Benefits firm Mercer said about 10 percent of large employers, including CalPERS and Safeway, currently use some form of reference pricing, and 22 percent are considering it.
Some additional restrictions would apply to coverage sold to individuals and small businesses through the federal and state online marketplaces. Experts say they aren’t aware of such plans currently using reference pricing.
4) BUT AREN’T I PROTECTED FROM THESE COSTS BY THE HEALTH LAW’S ANNUAL CAP ON CONSUMER COSTS?
Not in this case. The health law caps what consumers can be required to pay annually toward in-network care through deductibles or other cost sharing to $6,350 for an individual, or $12,700 for a family. But costs incurred by workers who choose providers that charge more than the reference price will not count toward that limit, according to the FAQ. Essentially consumers who spend more than the reference price are considered to be going “out of network” for their care.
Consumer groups fear that if employers don’t clearly explain the choices, workers could unwittingly be on the hook for thousands of dollars, with no upper limit. Economists and policy experts say reference pricing can’t work if enrollees aren’t held accountable for choosing more expensive providers. If the costs were counted towards enrollees’ annual cap, insurers would be on the hook to pay the difference and providers would have no incentive to lower prices.
5) DOES IT SAVE MONEY AND FOR WHOM?
Fronstin and other economists say reference pricing can save money for employers when applied to high-cost services where there are big pricing variations and consumers have the time and information to shop for the best option. It won’t work, for example, with emergency care, or other situations where consumers have no time or ability to compare prices. Because the approach relies on market pressure, it also would not work well in areas with only a few medical providers, or where price and quality information is not made available, either by the providers or the employers using reference pricing. Nor would it work well if consumers face no financial consequences for selecting the costlier options. An analysis of the California effort found that CalPERS saved an estimated $5.5 million in 2011 and 2012 from the joint replacement surgery program, with more than 85 percent of the savings coming from hospitals lowering their prices to meet the cap. Whether savings from reference pricing are passed onto consumers in the form of stable or lowered premiums remains to be seen.

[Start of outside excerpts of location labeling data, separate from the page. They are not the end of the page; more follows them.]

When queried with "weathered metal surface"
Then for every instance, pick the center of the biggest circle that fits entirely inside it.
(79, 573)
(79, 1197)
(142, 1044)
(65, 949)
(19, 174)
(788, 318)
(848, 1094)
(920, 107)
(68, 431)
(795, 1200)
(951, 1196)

6) BUT DON’T HIGHER PRICES MEAN HIGHER- QUALITY SERVICES?
No, most studies have found that higher prices do not necessarily mean higher quality care, but consumer groups are concerned that insurers and employers rank quality, as well as cost of different providers. That might be difficult since there may be little information comparing the quality of one provider with another for many procedures, such as colonoscopies. CalPERS gathered data on joint replacement when it set up its reference price system, finding no differences among high- and low-priced facilities when considering measures such as infection and readmission rates, according to a report from the Center for Studying Health System Change, a nonpartisan Washington, D.C. think tank. In its first year, the system had 45 hospitals meeting the reference price, and that grew to 54 in the second year.